少し前の事になるが、車椅子で来店された女性のお客さんがおられた。健常者の方との2人連れだった。コーヒーを飲んで少したった頃、健常者の方の女性が「以前男性で車椅子で来店した人を覚えていませんか?」と尋ねられた。どういう意図での質問なのかが呑み込めないまま曖昧に「そう言えばいらっしゃった様にも思いますね」と答えると、「私の主人なんです。」と今度は車椅子の女性が答えられた。「このお店がとても気に入っていて、ちょくちょく寄らせてもらっていた様なので一度私もと思い来ました。」との事。「ご主人はお元気ですか?」と尋ねると「実は先月病気で亡くなりまして。」と全く予期せぬ答えが帰って来た。
言葉に詰まる。そして一挙にその車椅子の男性の事が思い出された。そう、初めての来店の時、段差のある店の入り口に車椅子が入れる様、居合わせた常連の方が介助して下さった。車椅子の男性は慣れた動作で店の椅子に座りなおし、静かに音楽を聴きながらコーヒーを飲み帰って行かれた。その後も数回来られた様に記憶する。
障害者にとって色々な病気が併発する事は希な事ではない。詳しい病名は尋ねなかったが、もしかして最後に来られた時などはかなり悪い体調の中での来店だったのかも知れない。そんな事を思い、そして彼がこの店を気に入って下さっていたという事、そしてその奥様が思い出の場所として来店下さった事を思うと涙が溢れてきた。
出町柳は京阪の終点の駅だ。「とりあえず終点の駅まで行ってから何処に行くかを考えよう」と行き当たりバッタリの日帰り旅行で来られる方も案外多い。地図を片手に何処がお勧めかとアドバイスを求められる事も多いのだが、長年京都に住みながらあまり神社仏閣名所を知らない。

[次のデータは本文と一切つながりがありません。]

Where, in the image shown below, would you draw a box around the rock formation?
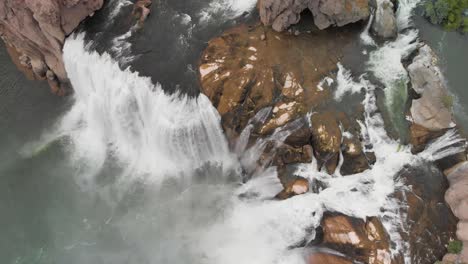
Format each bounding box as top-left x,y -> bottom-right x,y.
200,26 -> 372,177
309,212 -> 396,264
408,45 -> 455,148
258,0 -> 369,31
372,0 -> 398,39
0,0 -> 103,95
445,161 -> 468,263
395,164 -> 456,264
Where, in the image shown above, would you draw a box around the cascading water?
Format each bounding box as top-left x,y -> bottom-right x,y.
22,1 -> 463,264
59,35 -> 239,186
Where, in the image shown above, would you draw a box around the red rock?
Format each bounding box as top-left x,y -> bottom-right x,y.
0,0 -> 103,93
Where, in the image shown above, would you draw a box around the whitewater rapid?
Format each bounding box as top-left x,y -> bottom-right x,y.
31,1 -> 466,264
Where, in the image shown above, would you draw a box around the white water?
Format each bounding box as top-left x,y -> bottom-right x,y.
28,0 -> 460,264
59,33 -> 239,186
199,0 -> 257,23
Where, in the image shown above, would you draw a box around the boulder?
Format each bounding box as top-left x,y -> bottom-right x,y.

「お寺の拝観料も数行けばバカにならないしねー、その点神社はタダやし下賀茂神社と上賀茂神社で時間があれば加茂川の土手をぷらぷら歩いて神社のハシゴなんかが良いのでは?」と言うとそれもそうだと話が弾む。一頻り話し終えると「又京都に来たら寄りますね」と言って帰っていくお客さんが多い。
毎日色々な方が来店下さる。会話を交わす人もそうでない人も、ラッシュが出会いの場である事がとても嬉しい。そしてその一時をこれからも大切にしたい。